I will try again later and then if nothing, i will call the ones further away. When i call them should i just ask them for me to buy a pair or if they can give me a free pair? I don't want to go in there and kinda look stupid hehe.


----------



## alb23m (Nov 30, 2008)

Yess i am getting a pair in 2 days. So i went again to the Paterson HP club tonight again haha. I was knocking on the building door, but no one was answering. I saw that the door was unlocked, so i just went in. They were having a meeting. I told them what i wanted, and this guy said he would give me a pair (Homers) in 2 days. Cant wait. ill keep you updated...


----------



## Dezirrae (Oct 6, 2007)

Oh that is sooooooo wonderful  I'm so happy for you! You'll be bouncing around the next two days like an expectant momma 

Can't wait to see the pictures & read all the updates!


----------



## alb23m (Nov 30, 2008)

Hey, i just got my Pair of Racing Homers today . The guy that gave them to me raced homers. He had around 60 and some fancy ones. He gave me food for them, about 3 days worth... He basically helped me a lot. He gave me a bunch of info, and said if i needed another pair to let him know, or if i needed help i can call him and ask anytime. The pigeons are staying in my attic for tonight, my little shed/loft is almost done. The cubicles that the pigeons are staying in came to 15'' x 15" x 15" i think that should be good for them, i have 6 in all for now.
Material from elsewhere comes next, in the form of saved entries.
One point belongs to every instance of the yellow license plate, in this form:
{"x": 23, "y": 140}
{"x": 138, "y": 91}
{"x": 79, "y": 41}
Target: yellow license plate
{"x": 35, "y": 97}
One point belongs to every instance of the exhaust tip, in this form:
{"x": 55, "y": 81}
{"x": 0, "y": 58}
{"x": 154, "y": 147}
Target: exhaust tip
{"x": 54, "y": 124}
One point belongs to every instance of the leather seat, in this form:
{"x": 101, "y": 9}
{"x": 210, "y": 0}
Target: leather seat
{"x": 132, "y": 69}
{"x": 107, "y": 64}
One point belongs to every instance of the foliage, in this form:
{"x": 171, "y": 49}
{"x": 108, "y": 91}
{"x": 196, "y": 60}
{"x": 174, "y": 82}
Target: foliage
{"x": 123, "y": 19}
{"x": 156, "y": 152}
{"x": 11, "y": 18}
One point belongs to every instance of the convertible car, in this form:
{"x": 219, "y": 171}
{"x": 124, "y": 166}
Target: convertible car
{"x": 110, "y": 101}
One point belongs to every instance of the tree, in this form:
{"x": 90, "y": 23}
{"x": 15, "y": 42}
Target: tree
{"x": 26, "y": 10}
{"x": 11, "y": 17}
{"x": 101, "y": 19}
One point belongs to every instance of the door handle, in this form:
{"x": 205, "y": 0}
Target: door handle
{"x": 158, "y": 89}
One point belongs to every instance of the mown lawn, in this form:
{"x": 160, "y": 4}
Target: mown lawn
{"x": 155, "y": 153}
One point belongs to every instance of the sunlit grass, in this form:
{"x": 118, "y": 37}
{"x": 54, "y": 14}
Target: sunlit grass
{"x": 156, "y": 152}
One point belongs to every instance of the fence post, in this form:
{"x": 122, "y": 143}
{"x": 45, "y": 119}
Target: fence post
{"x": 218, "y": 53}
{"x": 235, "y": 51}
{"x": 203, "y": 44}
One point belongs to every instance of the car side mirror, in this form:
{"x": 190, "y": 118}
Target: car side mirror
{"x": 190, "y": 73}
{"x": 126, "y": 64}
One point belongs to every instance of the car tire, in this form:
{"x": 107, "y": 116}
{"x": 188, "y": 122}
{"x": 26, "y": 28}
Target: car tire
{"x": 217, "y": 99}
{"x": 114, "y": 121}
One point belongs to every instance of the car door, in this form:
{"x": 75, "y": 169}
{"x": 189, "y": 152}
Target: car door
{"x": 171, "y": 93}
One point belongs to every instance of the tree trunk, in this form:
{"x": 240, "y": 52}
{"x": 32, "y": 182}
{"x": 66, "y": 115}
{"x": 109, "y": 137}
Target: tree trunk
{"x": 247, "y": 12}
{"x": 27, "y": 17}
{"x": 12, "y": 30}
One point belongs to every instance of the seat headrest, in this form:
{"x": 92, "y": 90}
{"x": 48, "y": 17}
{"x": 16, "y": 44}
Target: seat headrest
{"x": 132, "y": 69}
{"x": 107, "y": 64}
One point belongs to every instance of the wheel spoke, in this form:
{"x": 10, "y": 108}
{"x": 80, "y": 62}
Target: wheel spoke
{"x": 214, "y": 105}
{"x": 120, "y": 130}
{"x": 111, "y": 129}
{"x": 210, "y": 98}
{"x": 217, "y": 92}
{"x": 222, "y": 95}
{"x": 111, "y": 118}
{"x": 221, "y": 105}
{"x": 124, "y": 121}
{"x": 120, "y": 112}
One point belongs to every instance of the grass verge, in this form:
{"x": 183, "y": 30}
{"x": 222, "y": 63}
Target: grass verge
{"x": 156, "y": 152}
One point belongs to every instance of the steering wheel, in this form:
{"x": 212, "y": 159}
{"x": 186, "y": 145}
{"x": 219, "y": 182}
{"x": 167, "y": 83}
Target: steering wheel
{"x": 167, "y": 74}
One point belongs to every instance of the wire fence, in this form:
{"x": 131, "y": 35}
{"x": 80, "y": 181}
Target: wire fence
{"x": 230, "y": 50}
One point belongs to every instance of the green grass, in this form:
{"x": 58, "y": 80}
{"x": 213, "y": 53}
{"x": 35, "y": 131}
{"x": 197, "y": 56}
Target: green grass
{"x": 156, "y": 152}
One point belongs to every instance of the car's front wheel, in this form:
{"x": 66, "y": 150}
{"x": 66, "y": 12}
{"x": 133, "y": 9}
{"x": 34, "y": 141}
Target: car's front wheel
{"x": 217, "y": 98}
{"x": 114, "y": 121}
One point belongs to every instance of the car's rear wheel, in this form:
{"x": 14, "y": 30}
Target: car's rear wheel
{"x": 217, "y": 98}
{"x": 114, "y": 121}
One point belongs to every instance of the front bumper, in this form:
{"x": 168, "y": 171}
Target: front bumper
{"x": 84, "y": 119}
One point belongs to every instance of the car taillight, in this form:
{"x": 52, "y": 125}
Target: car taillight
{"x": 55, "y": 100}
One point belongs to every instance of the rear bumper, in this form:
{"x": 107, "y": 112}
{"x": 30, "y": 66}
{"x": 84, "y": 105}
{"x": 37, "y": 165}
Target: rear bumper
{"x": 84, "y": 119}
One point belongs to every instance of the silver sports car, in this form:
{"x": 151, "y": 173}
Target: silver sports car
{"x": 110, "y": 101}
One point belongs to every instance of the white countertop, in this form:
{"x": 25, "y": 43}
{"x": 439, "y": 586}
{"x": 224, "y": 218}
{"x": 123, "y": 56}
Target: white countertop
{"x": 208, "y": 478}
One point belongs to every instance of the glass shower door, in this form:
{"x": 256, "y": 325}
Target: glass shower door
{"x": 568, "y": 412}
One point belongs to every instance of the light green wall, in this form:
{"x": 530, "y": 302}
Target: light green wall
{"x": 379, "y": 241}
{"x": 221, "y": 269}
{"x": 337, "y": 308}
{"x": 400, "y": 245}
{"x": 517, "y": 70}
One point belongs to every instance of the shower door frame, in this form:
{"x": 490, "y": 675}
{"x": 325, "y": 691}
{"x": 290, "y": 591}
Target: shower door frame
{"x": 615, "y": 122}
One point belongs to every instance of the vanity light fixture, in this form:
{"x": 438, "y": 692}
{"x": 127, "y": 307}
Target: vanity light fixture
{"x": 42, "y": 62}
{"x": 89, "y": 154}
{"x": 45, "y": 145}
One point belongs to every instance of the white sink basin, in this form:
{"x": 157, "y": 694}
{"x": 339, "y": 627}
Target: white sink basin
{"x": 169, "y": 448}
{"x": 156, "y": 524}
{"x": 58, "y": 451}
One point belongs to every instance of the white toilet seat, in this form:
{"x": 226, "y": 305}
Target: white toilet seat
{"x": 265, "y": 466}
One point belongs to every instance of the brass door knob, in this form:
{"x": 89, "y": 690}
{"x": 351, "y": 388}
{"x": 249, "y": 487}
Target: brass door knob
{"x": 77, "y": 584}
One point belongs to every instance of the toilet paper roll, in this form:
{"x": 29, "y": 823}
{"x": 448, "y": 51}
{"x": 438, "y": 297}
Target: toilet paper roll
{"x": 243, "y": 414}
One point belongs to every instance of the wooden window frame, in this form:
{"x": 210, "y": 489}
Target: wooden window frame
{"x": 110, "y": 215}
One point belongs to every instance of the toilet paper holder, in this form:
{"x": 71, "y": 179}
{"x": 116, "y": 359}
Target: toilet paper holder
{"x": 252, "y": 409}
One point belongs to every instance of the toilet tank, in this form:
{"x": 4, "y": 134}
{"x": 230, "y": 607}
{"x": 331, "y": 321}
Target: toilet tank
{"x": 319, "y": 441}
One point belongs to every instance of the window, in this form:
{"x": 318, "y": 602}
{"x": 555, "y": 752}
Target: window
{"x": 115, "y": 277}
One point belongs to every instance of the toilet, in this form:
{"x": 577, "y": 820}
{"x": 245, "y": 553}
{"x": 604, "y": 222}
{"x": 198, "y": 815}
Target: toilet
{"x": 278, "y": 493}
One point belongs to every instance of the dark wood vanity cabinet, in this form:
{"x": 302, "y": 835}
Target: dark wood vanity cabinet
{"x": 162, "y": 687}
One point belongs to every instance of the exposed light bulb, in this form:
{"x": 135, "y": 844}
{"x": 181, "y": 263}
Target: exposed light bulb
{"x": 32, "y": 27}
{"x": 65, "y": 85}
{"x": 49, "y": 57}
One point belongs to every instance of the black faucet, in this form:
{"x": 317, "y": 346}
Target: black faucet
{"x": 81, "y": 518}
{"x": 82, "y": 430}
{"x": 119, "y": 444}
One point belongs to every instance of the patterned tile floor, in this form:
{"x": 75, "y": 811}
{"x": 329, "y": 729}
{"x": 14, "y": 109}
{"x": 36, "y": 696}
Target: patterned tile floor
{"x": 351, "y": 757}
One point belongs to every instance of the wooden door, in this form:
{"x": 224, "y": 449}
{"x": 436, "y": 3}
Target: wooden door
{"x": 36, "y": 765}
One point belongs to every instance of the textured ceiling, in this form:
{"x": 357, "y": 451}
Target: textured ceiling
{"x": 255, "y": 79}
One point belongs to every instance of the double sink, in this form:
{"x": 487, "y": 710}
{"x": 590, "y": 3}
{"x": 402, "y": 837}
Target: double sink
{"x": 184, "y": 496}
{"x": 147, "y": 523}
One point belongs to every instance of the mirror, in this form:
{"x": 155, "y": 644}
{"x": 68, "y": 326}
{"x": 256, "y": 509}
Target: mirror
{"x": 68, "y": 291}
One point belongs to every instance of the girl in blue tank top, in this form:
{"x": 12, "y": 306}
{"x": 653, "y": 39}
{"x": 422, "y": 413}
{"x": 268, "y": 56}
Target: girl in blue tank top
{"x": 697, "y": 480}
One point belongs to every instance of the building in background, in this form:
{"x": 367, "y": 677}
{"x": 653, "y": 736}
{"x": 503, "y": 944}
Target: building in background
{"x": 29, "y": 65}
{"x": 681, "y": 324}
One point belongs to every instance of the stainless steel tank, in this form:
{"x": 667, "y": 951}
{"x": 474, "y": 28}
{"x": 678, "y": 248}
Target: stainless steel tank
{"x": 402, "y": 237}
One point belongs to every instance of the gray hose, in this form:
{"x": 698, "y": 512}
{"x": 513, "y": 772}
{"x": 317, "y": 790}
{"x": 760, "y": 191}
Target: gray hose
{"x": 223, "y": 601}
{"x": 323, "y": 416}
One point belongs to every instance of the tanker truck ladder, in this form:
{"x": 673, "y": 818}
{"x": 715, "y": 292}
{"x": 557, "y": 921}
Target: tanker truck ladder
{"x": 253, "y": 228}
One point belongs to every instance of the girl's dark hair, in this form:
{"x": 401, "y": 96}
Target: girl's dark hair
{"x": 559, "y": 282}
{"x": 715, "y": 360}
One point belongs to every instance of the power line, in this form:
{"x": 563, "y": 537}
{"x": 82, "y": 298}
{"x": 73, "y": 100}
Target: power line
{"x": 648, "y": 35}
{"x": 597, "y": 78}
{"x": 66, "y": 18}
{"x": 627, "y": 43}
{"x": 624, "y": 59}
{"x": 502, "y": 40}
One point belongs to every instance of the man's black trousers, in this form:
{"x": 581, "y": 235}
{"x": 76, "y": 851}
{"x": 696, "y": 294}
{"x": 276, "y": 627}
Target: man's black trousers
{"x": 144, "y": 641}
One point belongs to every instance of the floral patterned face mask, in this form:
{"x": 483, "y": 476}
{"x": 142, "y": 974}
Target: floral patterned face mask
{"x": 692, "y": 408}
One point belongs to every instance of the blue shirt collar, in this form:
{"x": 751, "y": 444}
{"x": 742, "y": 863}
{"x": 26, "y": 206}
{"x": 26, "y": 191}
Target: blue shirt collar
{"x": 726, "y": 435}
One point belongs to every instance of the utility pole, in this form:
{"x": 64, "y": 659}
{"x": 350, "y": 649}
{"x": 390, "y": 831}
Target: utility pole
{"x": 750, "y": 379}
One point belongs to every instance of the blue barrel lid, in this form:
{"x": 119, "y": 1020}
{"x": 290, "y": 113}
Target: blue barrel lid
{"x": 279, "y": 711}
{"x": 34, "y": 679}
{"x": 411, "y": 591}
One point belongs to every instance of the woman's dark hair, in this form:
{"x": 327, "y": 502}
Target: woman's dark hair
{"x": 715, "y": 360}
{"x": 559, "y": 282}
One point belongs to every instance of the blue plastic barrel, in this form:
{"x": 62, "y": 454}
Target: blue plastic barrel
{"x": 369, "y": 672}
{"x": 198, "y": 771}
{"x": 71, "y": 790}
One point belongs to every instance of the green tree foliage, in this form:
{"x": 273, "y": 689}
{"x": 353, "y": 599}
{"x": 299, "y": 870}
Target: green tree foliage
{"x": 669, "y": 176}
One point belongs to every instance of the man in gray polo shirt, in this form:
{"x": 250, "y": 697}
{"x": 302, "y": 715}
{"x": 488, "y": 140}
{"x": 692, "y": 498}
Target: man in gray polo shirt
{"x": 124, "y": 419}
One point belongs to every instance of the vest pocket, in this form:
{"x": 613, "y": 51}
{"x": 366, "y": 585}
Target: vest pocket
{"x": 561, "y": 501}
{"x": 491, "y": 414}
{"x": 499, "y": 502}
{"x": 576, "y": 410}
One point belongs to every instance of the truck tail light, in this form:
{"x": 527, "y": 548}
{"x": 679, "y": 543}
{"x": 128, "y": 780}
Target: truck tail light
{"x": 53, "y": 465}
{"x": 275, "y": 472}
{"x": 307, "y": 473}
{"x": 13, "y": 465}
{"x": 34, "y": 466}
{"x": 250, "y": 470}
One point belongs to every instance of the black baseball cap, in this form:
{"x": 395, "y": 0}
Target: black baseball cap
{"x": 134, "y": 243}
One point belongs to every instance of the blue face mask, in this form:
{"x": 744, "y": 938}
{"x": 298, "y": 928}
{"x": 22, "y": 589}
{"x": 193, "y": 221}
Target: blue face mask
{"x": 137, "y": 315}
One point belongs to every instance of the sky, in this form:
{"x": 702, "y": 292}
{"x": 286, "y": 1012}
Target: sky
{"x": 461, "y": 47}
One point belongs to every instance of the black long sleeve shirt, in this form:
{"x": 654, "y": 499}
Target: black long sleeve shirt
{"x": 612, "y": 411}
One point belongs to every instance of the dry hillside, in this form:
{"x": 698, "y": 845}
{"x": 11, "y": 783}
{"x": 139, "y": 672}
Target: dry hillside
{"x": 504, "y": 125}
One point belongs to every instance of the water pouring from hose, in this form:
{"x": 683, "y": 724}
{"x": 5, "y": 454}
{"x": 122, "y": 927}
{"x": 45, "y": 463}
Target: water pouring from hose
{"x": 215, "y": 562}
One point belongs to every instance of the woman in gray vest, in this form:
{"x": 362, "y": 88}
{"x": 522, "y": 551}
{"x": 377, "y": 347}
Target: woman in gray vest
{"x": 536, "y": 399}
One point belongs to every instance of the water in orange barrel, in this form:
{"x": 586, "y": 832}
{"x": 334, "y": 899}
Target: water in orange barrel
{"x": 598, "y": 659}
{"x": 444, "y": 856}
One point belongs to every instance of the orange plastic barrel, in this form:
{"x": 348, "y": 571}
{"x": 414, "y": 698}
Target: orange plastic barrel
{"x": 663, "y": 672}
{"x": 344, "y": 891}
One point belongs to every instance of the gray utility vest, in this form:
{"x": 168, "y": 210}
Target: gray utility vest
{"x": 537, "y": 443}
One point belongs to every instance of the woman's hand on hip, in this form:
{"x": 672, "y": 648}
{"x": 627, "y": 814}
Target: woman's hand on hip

Once im finished with everything ill take some pic of the birds and the build.


----------



## Dezirrae (Oct 6, 2007)

That is so awesome  I'll bet you are really excited (and tired probably - from building the loft). Sounds like you've got a really great club up there - it's so nice to have people right near you to help you out 

We'll be looking forward to the pictures of course  

Congratulations!!!


----------



## spirit wings (Mar 29, 2008)

That is great, I know you will enjoy them....also just to be sure you know, these birds can not be flown outside the loft, they would go back to the last owners house or oringinal home place. you can train and fly their young ones though..If the man does not live too far and you want to try to rehome them and you don't mind going and picking up the birds, you can try, but I would not hold my breath, the guy who gave you the birds might have ideas to give you if you ask him....good luck and congrats...


----------



## alb23m (Nov 30, 2008)

Hwy guys. Sorry i cant post up any pictures, my camera dsnt seem to work that well, and my phone pictures come out too blurry, Im going to wait till my cousin can let me use his. Anyway My birds are well. Yesterday around 12 noon i put them in the new Shed/loft. The male was jumping around trying to leave and fly away, after 5 min he stoped and kept moving his head like he was confused or just trying to figure out where he was. The hen, was very calm, i put her in her box she seemed to like it.This morning they were both out and just sitting there. The good this is the bowl of watter was today half full and they had ate some too.


----------



## alb23m (Nov 30, 2008)

It was raining a little hard yesterday night, and the shed performed very well, kept dry and wind free. Last night when i put the 2 together in one box, they stayed together for about 1 hour then when i came out, the cock had moved to another box, where i had put a bowl of seeds. But when i checked on them around 1 am last night they were not sleeping or puffed up they were just standing in their seperate boxes. Is it because i didn't put anything inside they're boxes yet, maybe some leaves, sticks, or what?


----------



## spirit wings (Mar 29, 2008)

alb23m said:


> It was raining a little hard yesterday night, and the shed performed very well, kept dry and wind free. Last night when i put the 2 together in one box, they stayed together for about 1 hour then when i came out, the cock had moved to another box, where i had put a bowl of seeds. But when i checked on them around 1 am last night they were not sleeping or puffed up they were just standing in their seperate boxes. Is it because i didn't put anything inside they're boxes yet, maybe some leaves, sticks, or what?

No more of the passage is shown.